One of the things I have come to believe in since working in a full stack type of role is the value of a postmortem. When something goes wrong, it is too easy to just fix it and move on to the next thing, without stopping to think what actually went wrong and how your reactions influenced the end result. This is bad because it can stop you from identifying weaknesses in your systems and preventing the issue from recurring.
A recent incident at work highlighted this for me quite nicely. We have a number of shared web front ends, which run a selection of workloads. Usually this is fine and doesn’t cause us any problems but on this occasion, one of the apps that was hosted on that box suffered an unexpected load spike and started to starve other apps on the same box of resources - causing a cascade of alerts and error messages.

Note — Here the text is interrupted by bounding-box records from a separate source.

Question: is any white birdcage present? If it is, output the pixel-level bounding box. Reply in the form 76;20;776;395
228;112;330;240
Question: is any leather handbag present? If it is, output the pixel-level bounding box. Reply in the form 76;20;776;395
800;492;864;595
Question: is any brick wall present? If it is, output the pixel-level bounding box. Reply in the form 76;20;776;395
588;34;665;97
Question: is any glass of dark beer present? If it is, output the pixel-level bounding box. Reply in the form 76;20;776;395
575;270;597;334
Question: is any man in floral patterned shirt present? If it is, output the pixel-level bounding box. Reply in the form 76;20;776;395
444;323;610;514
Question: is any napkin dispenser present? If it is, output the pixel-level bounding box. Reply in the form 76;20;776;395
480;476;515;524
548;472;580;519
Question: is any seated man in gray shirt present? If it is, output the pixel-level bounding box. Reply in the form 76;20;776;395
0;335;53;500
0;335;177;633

Fixing the immediate issue was nice and simple - fix some SQL that was returning too much data and everything was fine. However, one of the things that we identified in the postmortem that had not been previously considered was the effects increased load and load spikes on single applications would have on the other occupants of the shared box. Some of our code that is hosted on these front end boxes is very much in the legacy category and has limited (if any) ability to monitor it. Some of this can be countered by using secondary metrics such as process CPU and RAM usage and IIS stats in the case of web apps, but nothing beats having some proper metrics being exposed from an application letting you know in real time how much load it is under.

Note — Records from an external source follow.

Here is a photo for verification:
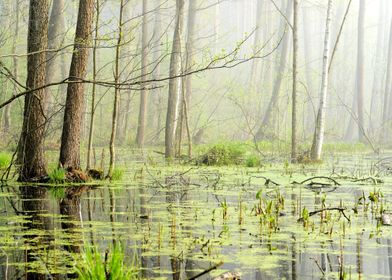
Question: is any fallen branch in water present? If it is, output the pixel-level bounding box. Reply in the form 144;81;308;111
188;261;223;280
251;176;281;186
291;176;340;186
297;207;351;222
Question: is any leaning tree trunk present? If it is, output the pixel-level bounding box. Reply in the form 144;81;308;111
45;0;64;117
165;0;184;158
86;0;100;170
291;0;298;162
3;1;19;133
357;0;365;142
311;0;332;160
107;0;124;178
249;1;264;93
60;0;94;169
256;0;293;140
136;0;149;147
369;1;387;136
18;0;49;181
380;17;392;143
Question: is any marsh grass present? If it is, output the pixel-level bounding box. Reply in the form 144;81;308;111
75;244;139;280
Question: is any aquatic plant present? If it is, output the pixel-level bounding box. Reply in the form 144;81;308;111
245;155;261;167
110;168;124;181
75;244;139;280
196;142;246;166
0;153;11;169
48;168;67;184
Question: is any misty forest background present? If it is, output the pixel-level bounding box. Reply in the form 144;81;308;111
0;0;392;177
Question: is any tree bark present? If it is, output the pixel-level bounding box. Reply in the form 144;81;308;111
60;0;94;169
45;0;64;114
165;0;184;158
291;0;298;163
357;0;365;142
136;0;149;147
107;0;124;178
3;1;19;134
311;0;332;160
19;0;49;181
86;0;100;170
256;0;293;140
380;17;392;143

With this in mind, we have made it more of a focus to improve our legacy code base monitoring where possible. In many cases, this is actually fairly easy to improve on - just about anything is step up from “email if something breaks”. If nothing else, writing the errors to a log allows an easier graph of error rates over time compared to having to pull them from an email inbox!
Without performing the postmortem review of what happened and what we could learn, this glaring lack of monitoring would likely have continued to be missed. Now we are at least aware that there is a hole in what we can see of our systems aand we are trying to remiediate as fast and effectively as possible.